A data slicing (Sharding) strategy based on ID feature

Source: Internet
Author: User
Tags comments database sharding advantage

If you have an application, as the business gets better, the amount of data involved is getting bigger, and you're going to have to deal with scaling the system (Scale). A typical extension method is called upward scaling (Scale up), which means improving the performance parameters of the system by using better hardware. Another approach, called outward scaling (Scale out), is to achieve the same effect by adding additional hardware, such as a server. From the "Hardware Cost" or "system limit" point of view, "outward scaling" is generally better than "scaling up", so most of the scale of the system will be to some extent to consider the "outward" way. Because many system bottlenecks are on the data storage, a kind of data architecture method called "Data Fragment (Database Sharding)" comes into being, this article will discuss a typical way of implementing this kind of data architecture.

Brief introduction

Data fragmentation naturally means that the overall data is distributed across multiple storage devices (hereinafter referred to as "data partitioning" or "zoning") so that the amount of data per storage device is relatively small enough to meet the performance requirements of the system. It is noteworthy that there are many strategies for system fragmentation, for example, the following are common:

Depending on the ID feature: for example, modulo the ID of a record, the result is a few, then the record is placed on a data partition that is numbered.

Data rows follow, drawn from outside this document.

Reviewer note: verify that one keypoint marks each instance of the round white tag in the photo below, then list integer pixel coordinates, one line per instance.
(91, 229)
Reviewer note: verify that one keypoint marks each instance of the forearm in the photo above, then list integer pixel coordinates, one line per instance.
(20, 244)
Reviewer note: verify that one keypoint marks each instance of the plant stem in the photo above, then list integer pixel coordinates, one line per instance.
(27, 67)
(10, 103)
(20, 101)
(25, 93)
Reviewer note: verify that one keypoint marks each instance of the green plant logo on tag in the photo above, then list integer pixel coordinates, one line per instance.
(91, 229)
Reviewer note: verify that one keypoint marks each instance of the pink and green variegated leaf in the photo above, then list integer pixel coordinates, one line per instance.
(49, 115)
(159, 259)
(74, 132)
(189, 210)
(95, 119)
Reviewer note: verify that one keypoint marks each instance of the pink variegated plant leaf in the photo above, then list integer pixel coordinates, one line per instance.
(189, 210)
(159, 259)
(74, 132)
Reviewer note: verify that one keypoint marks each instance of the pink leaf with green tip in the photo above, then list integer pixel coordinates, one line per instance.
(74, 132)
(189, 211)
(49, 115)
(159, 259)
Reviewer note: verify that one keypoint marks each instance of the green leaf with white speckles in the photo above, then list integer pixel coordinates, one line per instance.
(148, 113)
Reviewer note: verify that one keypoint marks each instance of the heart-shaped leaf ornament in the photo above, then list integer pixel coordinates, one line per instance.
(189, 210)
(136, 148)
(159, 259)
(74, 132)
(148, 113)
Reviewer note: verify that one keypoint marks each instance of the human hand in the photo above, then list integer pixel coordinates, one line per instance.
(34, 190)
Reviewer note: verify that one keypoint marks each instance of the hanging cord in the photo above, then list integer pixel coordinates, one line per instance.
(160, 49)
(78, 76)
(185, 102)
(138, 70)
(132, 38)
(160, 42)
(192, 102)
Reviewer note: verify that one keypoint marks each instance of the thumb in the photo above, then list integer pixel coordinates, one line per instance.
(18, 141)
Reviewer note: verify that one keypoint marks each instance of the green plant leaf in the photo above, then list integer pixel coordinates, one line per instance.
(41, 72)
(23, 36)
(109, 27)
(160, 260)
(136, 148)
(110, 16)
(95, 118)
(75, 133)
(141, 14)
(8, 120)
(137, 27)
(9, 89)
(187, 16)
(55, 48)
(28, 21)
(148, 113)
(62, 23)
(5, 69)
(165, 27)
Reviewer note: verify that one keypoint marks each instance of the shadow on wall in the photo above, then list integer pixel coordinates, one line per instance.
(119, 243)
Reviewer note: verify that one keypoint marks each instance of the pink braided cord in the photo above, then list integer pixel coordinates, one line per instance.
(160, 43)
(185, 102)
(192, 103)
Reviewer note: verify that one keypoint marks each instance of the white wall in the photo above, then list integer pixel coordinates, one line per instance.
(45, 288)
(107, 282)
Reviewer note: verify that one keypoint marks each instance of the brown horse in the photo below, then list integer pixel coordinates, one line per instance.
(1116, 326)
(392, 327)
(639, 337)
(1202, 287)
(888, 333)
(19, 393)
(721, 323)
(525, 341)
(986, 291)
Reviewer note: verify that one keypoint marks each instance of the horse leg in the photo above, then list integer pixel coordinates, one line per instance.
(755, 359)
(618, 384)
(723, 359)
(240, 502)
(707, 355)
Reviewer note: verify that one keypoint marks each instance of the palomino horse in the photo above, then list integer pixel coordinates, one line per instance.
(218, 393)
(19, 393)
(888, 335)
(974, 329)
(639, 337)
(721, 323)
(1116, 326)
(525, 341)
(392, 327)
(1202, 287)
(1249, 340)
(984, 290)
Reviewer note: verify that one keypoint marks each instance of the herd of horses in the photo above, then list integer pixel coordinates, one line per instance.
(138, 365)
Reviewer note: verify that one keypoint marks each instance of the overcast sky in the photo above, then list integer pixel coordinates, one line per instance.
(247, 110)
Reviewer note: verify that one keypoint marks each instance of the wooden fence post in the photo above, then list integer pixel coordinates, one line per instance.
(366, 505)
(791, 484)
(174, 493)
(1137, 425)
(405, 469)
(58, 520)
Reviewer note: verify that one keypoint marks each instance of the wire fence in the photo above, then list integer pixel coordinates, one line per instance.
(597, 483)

Based on the time range: for example, the first 1 million user data is in the 1th partition, and the second 1 million user data is placed in the 2nd partition.

Based on the retrieval table: first, according to the ID to find the partition in a table, and then go to the target partition to find.

......

None of these data slicing strategies has the absolute advantage of choosing which strategy is based entirely on the system's business or data characteristics. It is worth emphasizing that: data fragmentation is not silver bullet, it will bring some benefits to the performance and scalability of the system (scalability), but also bring a lot of complexity to the system development. For example, if there are two records on separate servers, then if there is a business that establishes an "association" for them, it is likely that a record of "association" must be placed in each of the two partitions. In addition, if you value data integrity, transactions across data partitions immediately become performance killers. Finally, if there are some businesses that need to be looked at globally, it is difficult for the data slicing strategy to have any advantage to the system.

Data fragmentation is important, but be sure to think twice before you can use it. Once set foot on this ship shanghaied, often do not succeed then martyrdom, difficult turn back. In my experience, I was very impressed (and certainly successful) with an effort to misuse the data slicing strategy, so I'm getting more cautious with the data slicing strategy at the moment.

So now, let's discuss a more common data slicing strategy.

Policy description

Here I first describe an extremely simple business:

The system has the user, the user may publish the article, the article will have the comment

Can find articles based on user

Can find comments based on articles

So what do I do if I want to do a data fragment on such a system? Here we can use the first approach mentioned above, that is, to model the ID of the record and select the partition where the data is located according to the result. Based on the query requirements described in the following two business, we will supplement the rules for partitioning policies:

All articles of a user are in the same data partition as this user.

All the comments of an article, with this article in a data partition.

You might say that it seems as long as you guarantee that "the same user article is within the same data partition", right? Yes, but I am here to make the article and the user in the same partition, but also to facilitate many additional operations (such as in the relational database to connect). So suppose that we have 4 partitions of data, then the internal entries might be:

Partition 0 Partition 1
User 4

Article 8

Article 12

Comment 4

Comment 16

User 12

Article 4

User 1

Article 5

Article 9

Comment 13

Comment 17

User 5

Article 13

Partition 2 Partition 3
User 2

Article 10

Article 14

Comment 6

Comment 10

User 10

Article 4

User 7

Article 7

Article 11

Comment 3

Comment 15

User 11

Article 4

Contact Us

The content source of this page is from Internet, which doesn't represent Alibaba Cloud's opinion; products and services mentioned on that page don't have any relationship with Alibaba Cloud. If the content of the page makes you feel confusing, please write us an email, we will handle the problem within 5 days after receiving your email.

If you find any instances of plagiarism from the community, please send an email to: info-contact@alibabacloud.com and provide relevant evidence. A staff member will contact you within 5 working days.

A Free Trial That Lets You Build Big!

Start building with 50+ products and up to 12 months usage for Elastic Compute Service

  • Sales Support

    1 on 1 presale consultation

  • After-Sales Support

    24/7 Technical Support 6 Free Tickets per Quarter Faster Response

  • Alibaba Cloud offers highly flexible support services tailored to meet your exact needs.